In 1988, historian John C. Burnham insisted that we should be measuring a disaster’s significance by examining its social effects. Aside from the deaths and physical destruction, he wrote, “natural disasters often have the accidental effect of revealing the makeup of the social fabric as people reacted under extreme stress.” Or as Jones put it a month into the Covid-19 pandemic, “Epidemics provide a sampling device for social analysis. They reveal what really matters to a population and whom they truly value.”

So what does it mean that this historic vaccine drive is being housed in spaces of abandonment and neglect? “It says a lot about the pandemic itself,” Mooney said, and about how far it pushed our healthcare system’s capacity for conducting medicine normally. It also reminds us of how possible it would be, with enough will, to repurpose geographic and architectural surplus into accessible healthcare clinics or shelter for the unhoused. “I think it’s innovative. Some of those spaces and places are hideously underused,” Mooney said.

Early on in the pandemic, I couldn’t stop poring over ghostly photo slideshows capturing the world’s busiest places drained of humanity. In the stories of people who got vaccinated in these improbable sites, I discovered the reverse: people are now publicly offering up their individual bodies for our collective health (okay, for their own benefit as well), and doing so in places we had previously abandoned both psychically and physically.
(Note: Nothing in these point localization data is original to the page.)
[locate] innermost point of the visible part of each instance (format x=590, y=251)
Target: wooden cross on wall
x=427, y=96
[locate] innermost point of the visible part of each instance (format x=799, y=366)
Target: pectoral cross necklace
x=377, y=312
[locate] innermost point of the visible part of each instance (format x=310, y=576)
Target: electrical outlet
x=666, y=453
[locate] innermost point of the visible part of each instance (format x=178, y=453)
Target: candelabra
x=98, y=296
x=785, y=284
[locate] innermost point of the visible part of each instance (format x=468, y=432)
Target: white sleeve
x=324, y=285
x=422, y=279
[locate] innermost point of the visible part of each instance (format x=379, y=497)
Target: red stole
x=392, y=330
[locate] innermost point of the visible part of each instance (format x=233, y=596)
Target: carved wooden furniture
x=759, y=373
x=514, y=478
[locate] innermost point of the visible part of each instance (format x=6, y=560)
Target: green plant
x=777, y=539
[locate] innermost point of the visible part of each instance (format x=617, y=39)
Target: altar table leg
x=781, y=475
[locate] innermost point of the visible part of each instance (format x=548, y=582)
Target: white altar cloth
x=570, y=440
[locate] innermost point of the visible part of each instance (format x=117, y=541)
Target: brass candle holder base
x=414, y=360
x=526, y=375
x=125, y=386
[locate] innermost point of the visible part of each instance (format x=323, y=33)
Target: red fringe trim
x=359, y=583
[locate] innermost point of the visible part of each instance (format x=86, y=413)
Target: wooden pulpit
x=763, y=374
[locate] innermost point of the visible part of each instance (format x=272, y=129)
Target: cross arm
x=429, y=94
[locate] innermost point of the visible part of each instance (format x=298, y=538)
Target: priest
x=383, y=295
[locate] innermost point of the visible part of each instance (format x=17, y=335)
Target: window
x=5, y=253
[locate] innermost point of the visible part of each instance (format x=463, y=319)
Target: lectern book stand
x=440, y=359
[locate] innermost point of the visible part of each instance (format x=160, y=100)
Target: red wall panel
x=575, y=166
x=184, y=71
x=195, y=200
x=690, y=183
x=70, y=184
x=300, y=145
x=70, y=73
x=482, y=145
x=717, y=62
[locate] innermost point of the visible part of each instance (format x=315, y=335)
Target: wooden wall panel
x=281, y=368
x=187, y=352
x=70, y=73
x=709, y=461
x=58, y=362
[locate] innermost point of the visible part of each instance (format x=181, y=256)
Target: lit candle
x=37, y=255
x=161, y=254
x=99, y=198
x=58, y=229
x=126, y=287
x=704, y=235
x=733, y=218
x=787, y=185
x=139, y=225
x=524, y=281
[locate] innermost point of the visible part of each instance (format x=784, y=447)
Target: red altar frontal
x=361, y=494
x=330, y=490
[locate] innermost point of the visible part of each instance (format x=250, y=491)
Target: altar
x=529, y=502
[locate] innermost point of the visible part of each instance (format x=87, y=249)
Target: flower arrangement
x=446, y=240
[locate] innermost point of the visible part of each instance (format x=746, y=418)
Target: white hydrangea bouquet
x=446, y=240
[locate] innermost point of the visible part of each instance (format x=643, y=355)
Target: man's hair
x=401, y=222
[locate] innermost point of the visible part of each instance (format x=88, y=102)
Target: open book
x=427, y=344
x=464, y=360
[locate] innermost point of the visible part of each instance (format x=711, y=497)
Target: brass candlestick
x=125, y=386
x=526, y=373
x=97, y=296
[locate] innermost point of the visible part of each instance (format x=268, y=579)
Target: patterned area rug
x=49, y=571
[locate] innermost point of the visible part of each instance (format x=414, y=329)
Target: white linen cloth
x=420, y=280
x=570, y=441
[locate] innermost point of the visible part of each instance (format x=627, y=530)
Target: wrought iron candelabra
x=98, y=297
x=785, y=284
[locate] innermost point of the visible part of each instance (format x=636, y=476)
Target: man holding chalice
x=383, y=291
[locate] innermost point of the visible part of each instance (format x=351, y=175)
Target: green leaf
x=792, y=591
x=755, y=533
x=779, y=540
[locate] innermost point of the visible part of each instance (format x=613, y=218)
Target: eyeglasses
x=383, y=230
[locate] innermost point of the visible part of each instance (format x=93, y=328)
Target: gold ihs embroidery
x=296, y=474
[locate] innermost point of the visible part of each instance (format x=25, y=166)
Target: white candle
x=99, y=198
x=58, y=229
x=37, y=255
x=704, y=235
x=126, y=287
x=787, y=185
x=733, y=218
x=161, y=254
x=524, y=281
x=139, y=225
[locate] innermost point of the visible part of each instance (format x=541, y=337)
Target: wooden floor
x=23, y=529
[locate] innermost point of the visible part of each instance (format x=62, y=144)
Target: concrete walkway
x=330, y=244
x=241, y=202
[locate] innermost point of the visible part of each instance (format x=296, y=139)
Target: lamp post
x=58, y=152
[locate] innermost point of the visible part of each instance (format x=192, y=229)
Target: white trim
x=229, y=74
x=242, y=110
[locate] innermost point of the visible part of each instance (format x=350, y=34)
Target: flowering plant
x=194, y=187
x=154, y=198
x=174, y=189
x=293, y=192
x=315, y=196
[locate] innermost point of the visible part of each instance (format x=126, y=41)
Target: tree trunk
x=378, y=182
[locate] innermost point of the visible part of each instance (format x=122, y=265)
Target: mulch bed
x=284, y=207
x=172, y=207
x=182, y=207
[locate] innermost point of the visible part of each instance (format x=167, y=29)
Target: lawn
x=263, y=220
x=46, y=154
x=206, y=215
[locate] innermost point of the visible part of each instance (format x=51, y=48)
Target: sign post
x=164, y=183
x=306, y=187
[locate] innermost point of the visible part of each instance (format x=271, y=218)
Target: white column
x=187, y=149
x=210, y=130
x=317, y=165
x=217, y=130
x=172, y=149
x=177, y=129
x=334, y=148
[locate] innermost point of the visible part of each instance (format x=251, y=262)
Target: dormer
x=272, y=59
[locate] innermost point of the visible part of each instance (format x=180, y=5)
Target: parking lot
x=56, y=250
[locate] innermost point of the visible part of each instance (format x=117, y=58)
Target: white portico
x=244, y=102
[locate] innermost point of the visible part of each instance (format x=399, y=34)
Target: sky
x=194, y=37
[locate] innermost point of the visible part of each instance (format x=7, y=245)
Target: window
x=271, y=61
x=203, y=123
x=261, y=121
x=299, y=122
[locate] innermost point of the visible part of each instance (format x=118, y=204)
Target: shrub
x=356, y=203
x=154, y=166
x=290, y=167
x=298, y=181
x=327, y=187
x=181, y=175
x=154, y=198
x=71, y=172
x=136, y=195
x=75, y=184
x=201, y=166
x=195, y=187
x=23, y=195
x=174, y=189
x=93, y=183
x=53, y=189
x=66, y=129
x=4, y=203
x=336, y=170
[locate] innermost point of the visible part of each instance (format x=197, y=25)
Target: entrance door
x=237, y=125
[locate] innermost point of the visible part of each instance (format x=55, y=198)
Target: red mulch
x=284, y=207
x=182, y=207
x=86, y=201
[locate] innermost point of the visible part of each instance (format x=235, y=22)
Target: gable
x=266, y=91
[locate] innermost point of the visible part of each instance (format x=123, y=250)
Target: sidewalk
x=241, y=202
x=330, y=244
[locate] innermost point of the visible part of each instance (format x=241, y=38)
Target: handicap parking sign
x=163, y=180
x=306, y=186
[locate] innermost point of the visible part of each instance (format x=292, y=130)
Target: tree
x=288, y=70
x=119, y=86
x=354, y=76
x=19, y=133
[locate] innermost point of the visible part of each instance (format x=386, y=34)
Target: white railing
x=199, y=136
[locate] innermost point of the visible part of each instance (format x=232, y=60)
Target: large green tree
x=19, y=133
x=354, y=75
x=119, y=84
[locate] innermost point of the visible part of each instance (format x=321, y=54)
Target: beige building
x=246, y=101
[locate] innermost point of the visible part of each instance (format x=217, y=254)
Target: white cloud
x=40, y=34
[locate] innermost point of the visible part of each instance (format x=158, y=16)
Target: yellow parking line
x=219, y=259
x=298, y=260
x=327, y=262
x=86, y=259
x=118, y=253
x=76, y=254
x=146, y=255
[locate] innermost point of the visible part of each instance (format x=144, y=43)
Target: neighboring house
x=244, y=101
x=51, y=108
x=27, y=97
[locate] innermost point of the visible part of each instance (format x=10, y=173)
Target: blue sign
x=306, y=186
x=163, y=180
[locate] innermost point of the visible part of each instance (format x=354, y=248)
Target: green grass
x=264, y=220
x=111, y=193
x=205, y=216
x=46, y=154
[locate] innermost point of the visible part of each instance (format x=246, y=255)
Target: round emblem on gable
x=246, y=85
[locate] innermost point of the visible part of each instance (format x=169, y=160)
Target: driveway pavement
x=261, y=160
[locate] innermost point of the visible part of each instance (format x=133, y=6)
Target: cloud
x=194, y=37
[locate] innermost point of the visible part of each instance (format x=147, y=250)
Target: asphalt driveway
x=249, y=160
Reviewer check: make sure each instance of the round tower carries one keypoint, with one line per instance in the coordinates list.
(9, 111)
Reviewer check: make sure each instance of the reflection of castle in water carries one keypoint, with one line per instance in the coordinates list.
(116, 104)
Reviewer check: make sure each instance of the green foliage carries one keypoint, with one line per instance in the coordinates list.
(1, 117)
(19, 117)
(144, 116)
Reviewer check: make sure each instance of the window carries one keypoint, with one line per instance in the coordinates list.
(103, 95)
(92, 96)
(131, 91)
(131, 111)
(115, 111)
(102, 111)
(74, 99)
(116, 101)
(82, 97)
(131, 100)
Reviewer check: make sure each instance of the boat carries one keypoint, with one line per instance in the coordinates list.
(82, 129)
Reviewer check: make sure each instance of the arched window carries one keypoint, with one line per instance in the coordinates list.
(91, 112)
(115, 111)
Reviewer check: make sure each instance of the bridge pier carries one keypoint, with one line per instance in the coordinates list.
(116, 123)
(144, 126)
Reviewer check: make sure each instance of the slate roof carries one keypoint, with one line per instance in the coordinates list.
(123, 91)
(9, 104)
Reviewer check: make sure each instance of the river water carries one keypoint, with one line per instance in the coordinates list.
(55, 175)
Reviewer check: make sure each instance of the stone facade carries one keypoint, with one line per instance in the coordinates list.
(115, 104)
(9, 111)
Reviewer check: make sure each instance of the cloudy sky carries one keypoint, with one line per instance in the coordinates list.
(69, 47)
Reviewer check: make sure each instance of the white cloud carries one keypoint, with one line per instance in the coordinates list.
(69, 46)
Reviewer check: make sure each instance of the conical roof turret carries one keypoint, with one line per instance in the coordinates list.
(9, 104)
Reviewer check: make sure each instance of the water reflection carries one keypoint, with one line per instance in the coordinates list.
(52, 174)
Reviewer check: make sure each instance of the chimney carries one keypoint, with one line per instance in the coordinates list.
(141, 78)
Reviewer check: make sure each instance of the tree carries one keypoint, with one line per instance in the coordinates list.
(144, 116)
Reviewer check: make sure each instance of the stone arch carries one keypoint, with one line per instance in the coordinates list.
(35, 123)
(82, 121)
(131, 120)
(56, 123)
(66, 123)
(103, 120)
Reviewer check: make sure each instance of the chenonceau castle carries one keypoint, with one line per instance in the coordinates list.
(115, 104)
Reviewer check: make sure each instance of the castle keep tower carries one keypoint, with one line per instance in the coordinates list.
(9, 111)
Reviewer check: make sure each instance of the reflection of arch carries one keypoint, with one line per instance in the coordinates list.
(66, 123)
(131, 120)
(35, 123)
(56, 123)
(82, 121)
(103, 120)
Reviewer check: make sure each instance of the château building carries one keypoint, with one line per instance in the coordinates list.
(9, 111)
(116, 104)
After a war or a natural disaster, there are ruins to sift through, reimagine, and reconstruct. But for us, the physical spaces ravaged by Covid-19 are intact but hollowed. Somehow, restoring the shell of a before-times place by transforming it into a hope-filled vaccine hub feels restorative in and of itself. When someone passes through, they receive not only a potentially life-saving drug but a soothing of the psychic distortion wreaked by the last year.

When Glauda’s husband got vaccinated at a CVS inside of a Target, she was glad to notice the full shelf of toilet paper near him—unthinkable last spring during the shortages. “Things are looking up,” she thought. Robbins said he reveled in making small talk with the others waiting in line in his abandoned K-Mart vaccine site. “It’s remarkable I remember how to do that,” he told me.

And then there’s the miracle of the vaccination itself, an act that cannot be done remotely and necessitates human contact at a time when meaningful social interaction has been mostly out of reach through near-constant overlapping crises. It is a reminder that touch itself is a form of place—the one that maps the geography of humans occupying the exact same space at precisely the same time. It is the joy of union, regardless of where you happen to be standing.